Yeni Üyelik
25.
Bölüm

25. Bölüm

@1scintilla

Bölüm 25. Düşman Sarmaşığı


Dostlar gerçekleri, düşman işine geleni, deli ağzına geleni, aşık içinden geçeni söyler.


Özdemir Asaf


Zamanın kıvrımında dolaşırken gelecek kaygın olmadan ve huzurla, kafana hiçbir şey takmıyordun. Rüya gibi bir beş gün geçirdikten sonra kürkçü dükkanına geri dönme vakti gelmişti. İyi haber şuydu ki artık dönecek bir kürkçü dükkanım vardı.


Yüzümdeki gülümseme bir an olsun silinmezken, son zamanlarda yaşadığım tüm stresten arındığımı hissettim. Muğla'nın havası ikimize de iyi gelmiş, yüzümüze mutluluktan mı yoksa bu kadar sevilmekten mi parlaklık katmıştı bilmiyordum.

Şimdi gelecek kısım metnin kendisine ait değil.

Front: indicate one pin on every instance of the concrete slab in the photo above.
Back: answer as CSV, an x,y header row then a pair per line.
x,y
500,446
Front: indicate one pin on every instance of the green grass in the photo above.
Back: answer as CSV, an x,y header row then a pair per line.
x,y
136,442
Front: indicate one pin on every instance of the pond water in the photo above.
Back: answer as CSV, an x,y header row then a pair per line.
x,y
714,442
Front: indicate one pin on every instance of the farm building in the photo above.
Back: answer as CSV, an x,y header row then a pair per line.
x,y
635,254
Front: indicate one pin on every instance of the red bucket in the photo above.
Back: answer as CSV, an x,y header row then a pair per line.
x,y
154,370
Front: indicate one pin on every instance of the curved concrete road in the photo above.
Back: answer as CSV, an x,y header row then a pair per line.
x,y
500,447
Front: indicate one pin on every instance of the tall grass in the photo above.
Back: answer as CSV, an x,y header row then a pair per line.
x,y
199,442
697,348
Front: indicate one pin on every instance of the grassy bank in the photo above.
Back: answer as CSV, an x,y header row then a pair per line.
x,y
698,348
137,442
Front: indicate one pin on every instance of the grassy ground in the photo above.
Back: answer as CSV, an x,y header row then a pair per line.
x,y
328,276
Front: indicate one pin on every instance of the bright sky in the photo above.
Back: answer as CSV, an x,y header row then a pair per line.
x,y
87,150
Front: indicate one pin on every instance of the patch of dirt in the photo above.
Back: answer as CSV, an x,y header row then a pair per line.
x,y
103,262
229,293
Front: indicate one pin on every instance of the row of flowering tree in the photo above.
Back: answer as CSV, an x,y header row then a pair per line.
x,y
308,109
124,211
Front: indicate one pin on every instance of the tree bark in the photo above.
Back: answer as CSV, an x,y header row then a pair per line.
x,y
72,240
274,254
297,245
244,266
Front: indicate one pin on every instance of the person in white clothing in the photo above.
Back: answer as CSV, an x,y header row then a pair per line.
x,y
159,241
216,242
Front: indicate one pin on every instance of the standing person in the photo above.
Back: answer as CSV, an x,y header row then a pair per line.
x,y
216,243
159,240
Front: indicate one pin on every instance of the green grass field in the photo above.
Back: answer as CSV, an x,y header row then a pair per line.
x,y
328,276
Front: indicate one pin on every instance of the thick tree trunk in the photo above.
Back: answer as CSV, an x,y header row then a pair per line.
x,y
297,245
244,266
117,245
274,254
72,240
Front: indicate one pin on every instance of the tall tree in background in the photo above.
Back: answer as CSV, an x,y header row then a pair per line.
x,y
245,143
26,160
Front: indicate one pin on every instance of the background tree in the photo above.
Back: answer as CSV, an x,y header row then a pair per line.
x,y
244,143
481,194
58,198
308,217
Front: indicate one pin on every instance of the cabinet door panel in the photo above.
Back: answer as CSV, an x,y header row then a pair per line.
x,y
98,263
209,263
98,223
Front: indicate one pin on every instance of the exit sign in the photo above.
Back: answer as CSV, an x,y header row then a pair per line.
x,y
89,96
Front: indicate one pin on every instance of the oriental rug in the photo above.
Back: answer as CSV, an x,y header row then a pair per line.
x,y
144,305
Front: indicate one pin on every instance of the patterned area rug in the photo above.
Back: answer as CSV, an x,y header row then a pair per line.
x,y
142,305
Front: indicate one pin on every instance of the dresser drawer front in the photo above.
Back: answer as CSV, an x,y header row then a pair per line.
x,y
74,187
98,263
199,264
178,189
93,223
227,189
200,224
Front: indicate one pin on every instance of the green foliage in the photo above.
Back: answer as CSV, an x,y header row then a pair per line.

O akşam telefonda konuşurken burnundan duman çıkaran bir ejderha kadar sinirli gözüktüğünde korkmuştum. Hayat buydu ya, kötü şeyler hep en iyi anların katili olurdu. Ancak bunların hiçbiri olmamış, uzun zamandır takip ettikleri bir suçluyla ilgili haber aldığını söylemişti.


Ardından siniri havası kaçan bir balon gibi sönmüş ve dakikalar içinde ruh halini yükseltmişti. İşte bu benim için o kadar önemliydi ki tüm gece sinirli gezebilir, haklı olarak suratı asık da olabilirdi. Lakin o benimle geçirdiği zamanın kalitesine o kadar önem veriyordu ki kendini dakikalar içinde toplamış ve bu konuyu bir daha açmamıştı.


Onu seviyordum, onu sevmek bu hayatta yaptığım en güzel yegane şeydi. Onu seviyordum, değerimi biliyor ve bunu belli etmekten bir an olsun kaçınmıyordu. Onu seviyordum beni hep el üstünde tutuyor, bir bebek gibi davranıyordu.


Son kez burada birlikte kahvaltı yapıp otobüse binmek için yola çıkacaktık. Yatağın içinde şapşal şapşal gülümseyerek tavanı izlediğimde kıpırdandı. Belimdeki eli daha sıkı dolandığında uyandığını anladım. Teması bir an olsun kesmiyor, birazcık uzaklaştığımı fark etse daha sıkı sarılıp yaklaşıyordu.


"Günaydın yüreğim, neye gülüyorsun sen öyle güzel güzel?"


"Günaydın kocam, sana olan aşkıma gülüyorum."


Gülümsemesi tüm yüzünü kaplarken yanağımı öpüp ayrıldı.


"Arap atı gibi sonradan açılacaktın demek. Bu sözler var ya bu sözler kalbimi tam on ikiden vuruyor haberin olsun."


İnanamaz bir şekilde kahkaha atmaya başladığımda o da güldü.


"At ne demek ya? Bir dakika sen bana at mı dedin?"


"Kısrak desem?"


Saçlarımı elimle toplayıp daha çok gülmeye başlarken, nefes kontrolü yapmayı unutmuştum. Köşedeki sürahiden su doldurup dudaklarıma doğru getirdiğinde içecek bir durumda değildim.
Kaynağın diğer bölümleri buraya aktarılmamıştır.